Leaks are not inevitable. Charley Rich, vice president with Nastel Technologies, is right when he counsels that “application leaks must always either be prevented or fixed as quickly as possible.” He illustrates that memory leaks are serious problems even for Java applications: garbage collection in the Java virtual machine (JVM) leaves at least half-a-dozen points with leak potential, contrary to naive opinion that Java doesn’t have memory problems. Their detection and correction are important complements to application performance management (APM).

Rich is insufficiently aggressive for my taste, though. The only technical solution he offers is heap-utilization monitoring (HUM). HUM is valuable, and natural to enable as a component or complement to APM, especially from the operational side of a datacenter.
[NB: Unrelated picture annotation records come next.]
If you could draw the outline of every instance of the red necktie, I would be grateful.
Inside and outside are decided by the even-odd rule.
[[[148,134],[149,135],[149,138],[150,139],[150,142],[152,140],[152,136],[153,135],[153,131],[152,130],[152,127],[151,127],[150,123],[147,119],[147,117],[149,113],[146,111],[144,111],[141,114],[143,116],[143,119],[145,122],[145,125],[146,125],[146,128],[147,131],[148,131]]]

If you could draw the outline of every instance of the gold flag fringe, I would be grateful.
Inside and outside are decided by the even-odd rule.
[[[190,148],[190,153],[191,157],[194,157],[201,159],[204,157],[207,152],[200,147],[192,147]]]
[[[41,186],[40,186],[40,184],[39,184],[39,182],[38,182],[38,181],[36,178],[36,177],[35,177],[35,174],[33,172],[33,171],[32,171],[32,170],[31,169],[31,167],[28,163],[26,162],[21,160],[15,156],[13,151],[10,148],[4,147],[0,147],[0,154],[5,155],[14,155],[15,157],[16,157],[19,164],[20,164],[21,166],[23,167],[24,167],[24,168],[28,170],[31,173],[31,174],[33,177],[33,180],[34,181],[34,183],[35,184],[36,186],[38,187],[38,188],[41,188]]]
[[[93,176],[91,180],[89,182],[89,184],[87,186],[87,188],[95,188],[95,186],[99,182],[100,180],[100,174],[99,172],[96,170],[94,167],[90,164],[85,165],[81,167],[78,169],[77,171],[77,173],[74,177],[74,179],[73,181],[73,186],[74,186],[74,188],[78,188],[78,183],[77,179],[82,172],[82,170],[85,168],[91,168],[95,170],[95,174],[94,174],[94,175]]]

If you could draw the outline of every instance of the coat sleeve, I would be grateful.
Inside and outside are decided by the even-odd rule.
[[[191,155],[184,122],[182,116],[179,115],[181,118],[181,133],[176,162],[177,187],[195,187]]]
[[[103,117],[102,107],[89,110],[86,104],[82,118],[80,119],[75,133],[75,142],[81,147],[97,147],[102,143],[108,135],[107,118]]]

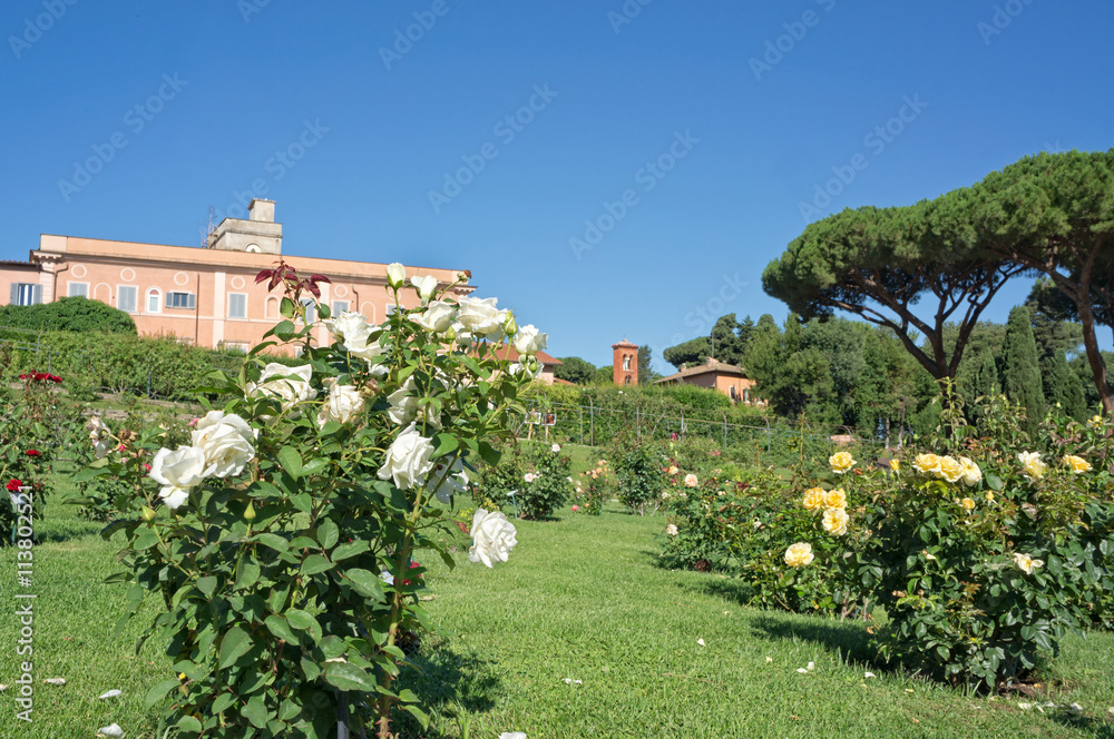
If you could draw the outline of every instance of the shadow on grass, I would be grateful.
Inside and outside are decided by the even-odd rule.
[[[411,657],[411,669],[405,669],[399,680],[400,688],[409,688],[418,696],[418,704],[434,716],[451,717],[458,710],[482,713],[495,708],[501,683],[494,662],[473,654],[462,654],[443,644],[423,647]],[[442,720],[444,728],[451,720]],[[422,732],[409,715],[397,719],[400,736],[441,736]]]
Many developers, though, need to learn about how they can use static source analyzers and run-time diagnostic libraries to eliminate leaks.

I emphasize that word “eliminate” because I too often see HUM leading to incomplete or even misleading diagnoses. In my observation, practical use of HUM frequently stalls with a conclusion such as, “we know the problem has something to do with the load balancer, but we haven’t been able to isolate the exact sequence.”
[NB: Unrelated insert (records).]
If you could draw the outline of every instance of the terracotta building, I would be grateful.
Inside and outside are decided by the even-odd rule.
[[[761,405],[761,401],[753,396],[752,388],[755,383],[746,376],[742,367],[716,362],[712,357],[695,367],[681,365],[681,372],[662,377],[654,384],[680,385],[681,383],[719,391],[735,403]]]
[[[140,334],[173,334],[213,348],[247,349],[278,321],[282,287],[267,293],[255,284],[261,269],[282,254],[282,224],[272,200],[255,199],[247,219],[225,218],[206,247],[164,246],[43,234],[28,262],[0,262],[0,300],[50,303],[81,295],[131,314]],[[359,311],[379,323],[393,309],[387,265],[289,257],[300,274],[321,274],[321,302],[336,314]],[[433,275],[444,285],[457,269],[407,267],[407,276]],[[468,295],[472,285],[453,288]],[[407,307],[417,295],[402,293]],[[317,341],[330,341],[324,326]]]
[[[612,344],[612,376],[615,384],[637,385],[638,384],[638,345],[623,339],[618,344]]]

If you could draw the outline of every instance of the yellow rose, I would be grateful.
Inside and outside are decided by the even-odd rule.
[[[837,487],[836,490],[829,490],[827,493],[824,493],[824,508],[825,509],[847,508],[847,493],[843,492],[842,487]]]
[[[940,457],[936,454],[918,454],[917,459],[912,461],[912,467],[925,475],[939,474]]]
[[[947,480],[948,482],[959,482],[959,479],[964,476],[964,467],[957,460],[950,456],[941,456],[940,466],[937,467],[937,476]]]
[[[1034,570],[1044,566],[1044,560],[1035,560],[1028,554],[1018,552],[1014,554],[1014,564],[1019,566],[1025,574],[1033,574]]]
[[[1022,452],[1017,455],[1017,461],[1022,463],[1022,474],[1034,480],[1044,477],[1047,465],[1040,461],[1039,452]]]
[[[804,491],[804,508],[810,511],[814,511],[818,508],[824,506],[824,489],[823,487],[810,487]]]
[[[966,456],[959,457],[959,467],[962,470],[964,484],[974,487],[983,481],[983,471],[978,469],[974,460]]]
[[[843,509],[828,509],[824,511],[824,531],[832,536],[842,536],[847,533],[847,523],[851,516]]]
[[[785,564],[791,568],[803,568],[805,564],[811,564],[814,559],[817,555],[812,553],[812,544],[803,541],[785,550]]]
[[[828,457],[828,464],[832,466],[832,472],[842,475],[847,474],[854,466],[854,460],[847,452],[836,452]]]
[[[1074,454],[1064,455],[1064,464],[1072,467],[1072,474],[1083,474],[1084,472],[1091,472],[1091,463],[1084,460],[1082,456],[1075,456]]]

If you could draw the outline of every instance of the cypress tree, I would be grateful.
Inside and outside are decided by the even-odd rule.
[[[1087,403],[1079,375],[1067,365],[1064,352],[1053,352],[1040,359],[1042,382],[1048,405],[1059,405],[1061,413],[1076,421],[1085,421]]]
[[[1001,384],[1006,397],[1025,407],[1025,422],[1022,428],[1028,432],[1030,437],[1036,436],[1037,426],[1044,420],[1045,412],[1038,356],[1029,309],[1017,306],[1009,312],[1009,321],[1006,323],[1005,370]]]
When it works correctly, a static analysis tool gives precise line numbers in original Java class definitions. That “works correctly” part presents its own challenges. While I’ve used a number of static analysis tools to good–even powerful–effect, I almost have met multiple experienced programmers who only report frustration and wasted motion with them. Use of these tools seems to be a skill distinct from “programming”, so it’s important to test the compatibility of your development team with any tool you consider. Different static-analysis tools seem to fit different mentalities or work styles.

Much the same is true of run-time memory profilers. I generally see run-time memory profilers more easily adopted by developers, and they identify most of the same errors that static tools turn up. HUM is one particular variety of run-time memory profiling; there are many others, from fee-free jstat, jconsole, and VisualVM to commercial offerings such as YourKit.

Part of the reason for the proliferation of tools is that they truly have different strengths and weaknesses. Any two tools will quickly diagnose 80% or more of real-world memory faults in common; there’s no simple formula for figuring out which edge cases will be found by which tool, though.

For all these reasons, I strongly recommend that every DevOps team at least experiment with memory testing tools. Find one that matches your technology set well, and run a serious pilot test. Unless your applications are very unusual, you’re likely to turn up at least a few memory defects that are worth fixing.

If so–if you have evidence that memory management deserves to be an on-going focus of your operations–a separate decision is how you’ll address the problem in a sustainable way. While I generally like to use one static and one run-time memory tool in any organization, the most important part of any such plan is to identify a tool or tools that work well in your environment. Start there.

Correction of memory errors is rewarding, because their presence so often leads to noise and mystery. An application with even a slow memory leak might perform great just after a restart, but deteriorates to the point of unusability over the course of a week or a month. Fix the errors permanently, and you’ll be in a considerably better position to evaluate the application’s true performance.